Not much blogging this week, because all of my late-night blogging time has been taken up with baseball. Incredible, mind-bending baseball. Tonight the Red Sox are American League champs. Since the Sox made it into the championship series last week, I have felt at various times dizzy, giddy, and sick. It’s an odd thing to me, to find myself caring this much about baseball. Growing up in North Carolina, I wasn’t much of a baseball fan, and I certainly didn’t have any affinity for Boston. My only memory of the 1975 series was that it was interesting that both the teams had “Red” in their names. In the same vague, hop-on-the-bandwagon way that I cheered for the Dolphins and the Cowboys in their 1970s powerhouse years, I remember rooting for the Yankees in 1978.

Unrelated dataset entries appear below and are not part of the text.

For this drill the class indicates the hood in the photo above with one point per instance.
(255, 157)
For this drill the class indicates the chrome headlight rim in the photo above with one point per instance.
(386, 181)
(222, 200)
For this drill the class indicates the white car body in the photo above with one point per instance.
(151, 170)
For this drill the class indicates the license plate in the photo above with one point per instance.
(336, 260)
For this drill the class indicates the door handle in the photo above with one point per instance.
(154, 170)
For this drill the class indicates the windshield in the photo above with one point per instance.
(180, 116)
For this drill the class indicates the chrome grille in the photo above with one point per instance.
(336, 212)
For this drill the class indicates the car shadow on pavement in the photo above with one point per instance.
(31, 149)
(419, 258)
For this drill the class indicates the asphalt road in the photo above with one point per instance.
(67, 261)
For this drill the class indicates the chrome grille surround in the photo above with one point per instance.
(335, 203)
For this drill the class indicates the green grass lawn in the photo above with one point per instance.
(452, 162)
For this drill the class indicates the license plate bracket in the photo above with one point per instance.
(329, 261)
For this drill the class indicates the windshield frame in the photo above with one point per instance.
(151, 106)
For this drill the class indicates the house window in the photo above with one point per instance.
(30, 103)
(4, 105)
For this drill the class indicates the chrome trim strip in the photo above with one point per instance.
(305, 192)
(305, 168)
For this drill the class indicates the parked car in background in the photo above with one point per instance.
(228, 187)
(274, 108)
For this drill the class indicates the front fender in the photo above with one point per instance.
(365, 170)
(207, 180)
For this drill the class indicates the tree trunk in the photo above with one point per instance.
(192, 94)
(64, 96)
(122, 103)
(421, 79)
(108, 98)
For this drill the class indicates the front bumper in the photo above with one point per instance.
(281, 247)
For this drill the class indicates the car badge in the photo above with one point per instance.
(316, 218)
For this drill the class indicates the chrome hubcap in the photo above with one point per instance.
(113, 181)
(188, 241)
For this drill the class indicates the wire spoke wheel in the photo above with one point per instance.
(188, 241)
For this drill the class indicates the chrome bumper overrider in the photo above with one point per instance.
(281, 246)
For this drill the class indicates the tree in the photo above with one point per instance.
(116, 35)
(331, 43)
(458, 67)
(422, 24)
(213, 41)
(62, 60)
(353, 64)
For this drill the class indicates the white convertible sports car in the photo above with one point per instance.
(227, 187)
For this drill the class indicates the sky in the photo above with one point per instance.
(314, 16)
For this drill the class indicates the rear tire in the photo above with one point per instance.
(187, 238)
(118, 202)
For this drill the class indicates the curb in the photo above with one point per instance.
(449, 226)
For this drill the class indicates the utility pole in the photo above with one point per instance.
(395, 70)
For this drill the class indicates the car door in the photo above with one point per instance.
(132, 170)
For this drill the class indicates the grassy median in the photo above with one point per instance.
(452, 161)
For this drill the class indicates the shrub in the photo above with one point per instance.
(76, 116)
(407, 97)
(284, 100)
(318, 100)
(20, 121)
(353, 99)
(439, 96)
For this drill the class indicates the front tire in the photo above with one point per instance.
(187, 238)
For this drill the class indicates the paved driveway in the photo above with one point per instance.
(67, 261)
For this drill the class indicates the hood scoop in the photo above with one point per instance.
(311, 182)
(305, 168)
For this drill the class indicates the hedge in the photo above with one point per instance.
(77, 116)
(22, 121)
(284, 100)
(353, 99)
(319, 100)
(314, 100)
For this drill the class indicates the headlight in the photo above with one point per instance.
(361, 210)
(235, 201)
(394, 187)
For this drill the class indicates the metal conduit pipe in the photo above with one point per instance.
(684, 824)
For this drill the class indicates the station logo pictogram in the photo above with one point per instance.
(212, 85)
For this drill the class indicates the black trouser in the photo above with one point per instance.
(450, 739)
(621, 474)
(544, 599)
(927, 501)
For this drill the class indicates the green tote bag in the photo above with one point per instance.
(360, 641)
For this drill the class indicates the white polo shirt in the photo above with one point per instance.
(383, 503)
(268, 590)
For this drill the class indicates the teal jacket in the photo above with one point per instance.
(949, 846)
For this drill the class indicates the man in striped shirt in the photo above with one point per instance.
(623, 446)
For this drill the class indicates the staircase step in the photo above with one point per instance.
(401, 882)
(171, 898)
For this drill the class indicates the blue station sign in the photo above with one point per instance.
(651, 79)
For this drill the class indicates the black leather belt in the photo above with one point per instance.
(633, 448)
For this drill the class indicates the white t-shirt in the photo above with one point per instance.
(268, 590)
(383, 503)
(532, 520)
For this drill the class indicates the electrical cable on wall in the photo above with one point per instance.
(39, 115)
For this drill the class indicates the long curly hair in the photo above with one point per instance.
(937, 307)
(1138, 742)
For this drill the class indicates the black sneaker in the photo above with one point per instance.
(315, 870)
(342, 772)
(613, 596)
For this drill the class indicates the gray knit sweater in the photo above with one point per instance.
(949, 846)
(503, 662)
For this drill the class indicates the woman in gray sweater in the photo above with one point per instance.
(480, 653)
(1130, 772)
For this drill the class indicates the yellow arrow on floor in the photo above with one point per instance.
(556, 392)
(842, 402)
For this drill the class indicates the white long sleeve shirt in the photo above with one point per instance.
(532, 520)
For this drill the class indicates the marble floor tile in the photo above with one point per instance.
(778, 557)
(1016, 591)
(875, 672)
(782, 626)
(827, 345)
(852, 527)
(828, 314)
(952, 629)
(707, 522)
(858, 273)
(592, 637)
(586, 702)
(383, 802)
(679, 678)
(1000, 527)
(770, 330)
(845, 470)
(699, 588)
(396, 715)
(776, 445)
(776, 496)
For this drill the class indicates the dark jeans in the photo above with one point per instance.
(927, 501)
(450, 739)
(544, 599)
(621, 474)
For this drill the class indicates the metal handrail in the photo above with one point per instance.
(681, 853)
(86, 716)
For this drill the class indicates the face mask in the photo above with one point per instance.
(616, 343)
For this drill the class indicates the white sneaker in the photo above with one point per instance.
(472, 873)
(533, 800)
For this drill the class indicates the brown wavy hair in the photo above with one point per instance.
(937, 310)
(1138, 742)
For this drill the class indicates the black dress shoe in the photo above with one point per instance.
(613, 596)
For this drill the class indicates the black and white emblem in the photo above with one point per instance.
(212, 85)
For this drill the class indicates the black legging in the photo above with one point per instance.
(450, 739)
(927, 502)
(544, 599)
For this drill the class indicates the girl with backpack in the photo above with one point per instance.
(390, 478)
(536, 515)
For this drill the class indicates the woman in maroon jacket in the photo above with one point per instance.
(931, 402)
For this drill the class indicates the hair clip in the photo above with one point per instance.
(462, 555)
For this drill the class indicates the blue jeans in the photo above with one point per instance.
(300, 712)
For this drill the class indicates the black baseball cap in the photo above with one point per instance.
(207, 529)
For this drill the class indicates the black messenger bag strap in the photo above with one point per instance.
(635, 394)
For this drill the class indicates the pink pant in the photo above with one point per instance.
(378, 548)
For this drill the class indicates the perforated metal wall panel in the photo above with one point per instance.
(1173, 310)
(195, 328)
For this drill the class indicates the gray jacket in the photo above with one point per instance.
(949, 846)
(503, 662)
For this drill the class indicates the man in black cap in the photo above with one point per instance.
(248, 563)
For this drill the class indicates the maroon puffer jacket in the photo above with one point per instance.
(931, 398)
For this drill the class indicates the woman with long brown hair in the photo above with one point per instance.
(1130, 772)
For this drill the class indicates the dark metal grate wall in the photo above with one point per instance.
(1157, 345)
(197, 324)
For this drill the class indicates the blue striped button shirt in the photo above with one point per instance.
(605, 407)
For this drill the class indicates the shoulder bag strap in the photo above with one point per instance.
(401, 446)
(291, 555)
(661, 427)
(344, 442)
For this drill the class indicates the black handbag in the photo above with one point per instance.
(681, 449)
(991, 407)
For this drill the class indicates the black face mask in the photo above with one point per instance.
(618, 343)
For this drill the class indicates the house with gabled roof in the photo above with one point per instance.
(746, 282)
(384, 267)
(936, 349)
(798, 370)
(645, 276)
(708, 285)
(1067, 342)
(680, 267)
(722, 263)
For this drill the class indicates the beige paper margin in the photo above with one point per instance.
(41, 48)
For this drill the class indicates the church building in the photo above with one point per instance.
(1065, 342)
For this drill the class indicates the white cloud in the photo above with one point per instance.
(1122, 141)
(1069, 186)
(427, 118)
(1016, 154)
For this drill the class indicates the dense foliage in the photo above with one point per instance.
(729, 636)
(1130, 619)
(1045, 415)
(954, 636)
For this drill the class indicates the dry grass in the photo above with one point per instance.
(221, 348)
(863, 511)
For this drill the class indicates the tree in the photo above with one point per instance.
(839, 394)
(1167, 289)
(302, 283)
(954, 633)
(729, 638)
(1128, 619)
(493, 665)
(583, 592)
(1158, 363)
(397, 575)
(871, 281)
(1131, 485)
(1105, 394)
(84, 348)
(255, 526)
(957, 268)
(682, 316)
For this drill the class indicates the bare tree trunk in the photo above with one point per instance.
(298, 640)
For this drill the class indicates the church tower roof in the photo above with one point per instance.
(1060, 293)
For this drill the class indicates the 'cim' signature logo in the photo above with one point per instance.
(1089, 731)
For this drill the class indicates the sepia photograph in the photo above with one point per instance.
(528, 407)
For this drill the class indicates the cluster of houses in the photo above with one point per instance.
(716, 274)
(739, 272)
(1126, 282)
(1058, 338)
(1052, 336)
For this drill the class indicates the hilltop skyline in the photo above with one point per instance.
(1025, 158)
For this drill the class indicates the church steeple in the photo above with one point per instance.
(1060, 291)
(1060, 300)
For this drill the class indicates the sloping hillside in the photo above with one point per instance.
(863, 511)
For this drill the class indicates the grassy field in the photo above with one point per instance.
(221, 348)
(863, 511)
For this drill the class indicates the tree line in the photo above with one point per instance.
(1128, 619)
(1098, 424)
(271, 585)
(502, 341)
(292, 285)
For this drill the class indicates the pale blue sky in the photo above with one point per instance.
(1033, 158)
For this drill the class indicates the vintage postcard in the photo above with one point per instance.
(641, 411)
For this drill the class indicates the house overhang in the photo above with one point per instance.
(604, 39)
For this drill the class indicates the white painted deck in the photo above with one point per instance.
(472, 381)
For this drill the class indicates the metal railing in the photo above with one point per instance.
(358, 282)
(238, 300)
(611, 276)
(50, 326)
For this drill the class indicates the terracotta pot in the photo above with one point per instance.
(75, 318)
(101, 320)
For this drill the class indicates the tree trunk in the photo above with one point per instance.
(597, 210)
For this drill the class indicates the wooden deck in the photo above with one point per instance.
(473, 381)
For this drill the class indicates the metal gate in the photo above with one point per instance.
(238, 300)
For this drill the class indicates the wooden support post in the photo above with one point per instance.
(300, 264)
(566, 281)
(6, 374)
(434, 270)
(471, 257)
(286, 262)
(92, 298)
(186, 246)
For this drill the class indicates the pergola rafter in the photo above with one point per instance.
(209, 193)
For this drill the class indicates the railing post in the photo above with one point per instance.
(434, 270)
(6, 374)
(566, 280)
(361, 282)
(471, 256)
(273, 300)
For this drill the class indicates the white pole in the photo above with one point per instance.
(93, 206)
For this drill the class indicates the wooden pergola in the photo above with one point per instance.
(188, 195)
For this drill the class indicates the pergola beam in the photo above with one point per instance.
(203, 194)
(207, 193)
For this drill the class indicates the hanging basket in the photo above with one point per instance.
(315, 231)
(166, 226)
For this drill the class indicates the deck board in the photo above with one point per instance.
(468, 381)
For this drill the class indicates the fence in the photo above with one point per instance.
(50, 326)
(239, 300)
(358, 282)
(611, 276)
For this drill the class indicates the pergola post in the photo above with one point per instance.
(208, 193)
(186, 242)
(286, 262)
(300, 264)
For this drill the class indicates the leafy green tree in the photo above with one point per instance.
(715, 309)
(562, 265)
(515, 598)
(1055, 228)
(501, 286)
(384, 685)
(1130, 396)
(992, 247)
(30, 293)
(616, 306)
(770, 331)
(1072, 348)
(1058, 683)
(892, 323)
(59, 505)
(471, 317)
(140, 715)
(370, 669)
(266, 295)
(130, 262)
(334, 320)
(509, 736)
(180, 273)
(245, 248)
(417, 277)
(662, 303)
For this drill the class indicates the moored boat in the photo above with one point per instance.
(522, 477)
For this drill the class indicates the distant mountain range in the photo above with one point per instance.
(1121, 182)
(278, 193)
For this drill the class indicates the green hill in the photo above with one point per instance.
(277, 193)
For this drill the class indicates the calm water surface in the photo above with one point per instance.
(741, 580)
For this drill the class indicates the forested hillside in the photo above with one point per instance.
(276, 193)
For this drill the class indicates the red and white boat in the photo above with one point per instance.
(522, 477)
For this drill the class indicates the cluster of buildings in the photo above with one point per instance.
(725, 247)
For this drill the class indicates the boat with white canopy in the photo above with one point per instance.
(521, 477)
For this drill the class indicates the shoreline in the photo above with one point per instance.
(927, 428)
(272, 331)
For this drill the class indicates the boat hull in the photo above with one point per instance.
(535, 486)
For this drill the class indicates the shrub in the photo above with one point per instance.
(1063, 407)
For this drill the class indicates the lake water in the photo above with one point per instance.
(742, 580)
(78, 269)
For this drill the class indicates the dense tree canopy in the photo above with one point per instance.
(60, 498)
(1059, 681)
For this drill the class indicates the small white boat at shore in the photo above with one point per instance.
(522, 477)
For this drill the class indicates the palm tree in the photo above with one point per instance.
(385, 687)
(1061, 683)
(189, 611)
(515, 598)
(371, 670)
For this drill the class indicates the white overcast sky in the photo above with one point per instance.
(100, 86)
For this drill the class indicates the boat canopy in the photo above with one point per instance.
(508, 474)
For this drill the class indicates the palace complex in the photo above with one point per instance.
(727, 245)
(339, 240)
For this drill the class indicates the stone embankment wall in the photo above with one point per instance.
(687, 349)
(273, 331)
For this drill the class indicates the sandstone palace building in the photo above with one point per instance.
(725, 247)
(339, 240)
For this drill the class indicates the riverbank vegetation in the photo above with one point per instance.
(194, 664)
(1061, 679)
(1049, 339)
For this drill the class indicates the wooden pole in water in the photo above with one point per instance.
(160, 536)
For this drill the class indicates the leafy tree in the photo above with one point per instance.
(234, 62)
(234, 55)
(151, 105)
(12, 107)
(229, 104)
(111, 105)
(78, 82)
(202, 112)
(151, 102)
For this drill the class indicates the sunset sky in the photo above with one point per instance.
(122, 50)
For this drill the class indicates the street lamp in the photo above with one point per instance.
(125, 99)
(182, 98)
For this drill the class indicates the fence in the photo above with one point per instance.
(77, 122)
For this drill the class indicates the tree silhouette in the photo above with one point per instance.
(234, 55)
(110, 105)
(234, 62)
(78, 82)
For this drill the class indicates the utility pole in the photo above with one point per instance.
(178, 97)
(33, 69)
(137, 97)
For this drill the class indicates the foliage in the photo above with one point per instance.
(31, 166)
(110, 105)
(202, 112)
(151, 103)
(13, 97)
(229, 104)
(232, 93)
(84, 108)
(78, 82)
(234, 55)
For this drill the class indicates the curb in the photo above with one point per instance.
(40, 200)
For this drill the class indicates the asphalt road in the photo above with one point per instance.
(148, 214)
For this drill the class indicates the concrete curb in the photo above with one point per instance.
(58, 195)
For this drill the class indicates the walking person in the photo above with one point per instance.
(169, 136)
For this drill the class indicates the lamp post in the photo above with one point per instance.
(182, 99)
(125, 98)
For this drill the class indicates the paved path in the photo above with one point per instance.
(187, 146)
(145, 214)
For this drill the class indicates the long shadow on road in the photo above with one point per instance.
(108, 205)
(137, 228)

For more than a decade now I have lived in Boston. I think it would take real work to live here for that long and not become a fan; I have succumbed. But the thing that really fascinates me is how someone like me can take eighty-some years of Red Sox history so personally. While I was in college in New Jersey, I was totally indifferent to the wretched fate of the 1986 Sox. But now it feels like a personal affront, as though I suffered through it myself. How is that possible? This is what is so interesting about the Sox: the very thing that has made them so wretched has made them painfully endearing. If I had moved to New York instead of Boston thirteen years ago, would I be a Yankees fan? Probably. But I can’t imagine being caught up in the same way. The Red Sox have come to stand for longing, for endless unrequited painful desire. That is a powerful, mythic force, all the more so when shared by millions of fellow-sufferers. This history of thwarted victory is something to be embraced and honored in some profound way. Why should I care so much about baseball? Because it becomes more than baseball. We can all understand yearning; life is yearning and frustrated needfulness. Everyone in Red Sox nation is free to project onto this team a thousand things from their lives. When you win, you eventually learn that the world doesn’t change, but when you lose, you dream that some day it might. The winner awakes, but the loser gets to dream.
For the last four days, I have been lapsing occasionally into a strange dream state. It’s something like floating in a soap bubble over a barren landscape — so beautiful, so easily punctured, so disorienting. To land on my feet after that giddy flight amazes me in the extreme. I congratulate the team that brought home this victory. Tomorrow the world starts again. But tonight Boston lives the dream.
You are now officially MY ENEMY!
Oh and, love to the family,
Mike
Mike, can I interest you in a slightly used curse?
Zen and The Red Sox. The Four Noble Truths:(Apologies to bhodisatva and the millions of Bhuddists in the world)
1.Baseball is suffering
2.The origin of suffering is Desire(to win the series)
3.The cessation of suffering is attainable.
4. The path to the cessation of suffering consists of many trips on the paths of bases…moreso than the Cardinals.
What is the sound of a curse breaking?
Does a House of Cards, falling in St. Louis, make any noise?
It is silent as lamentations of those already passed.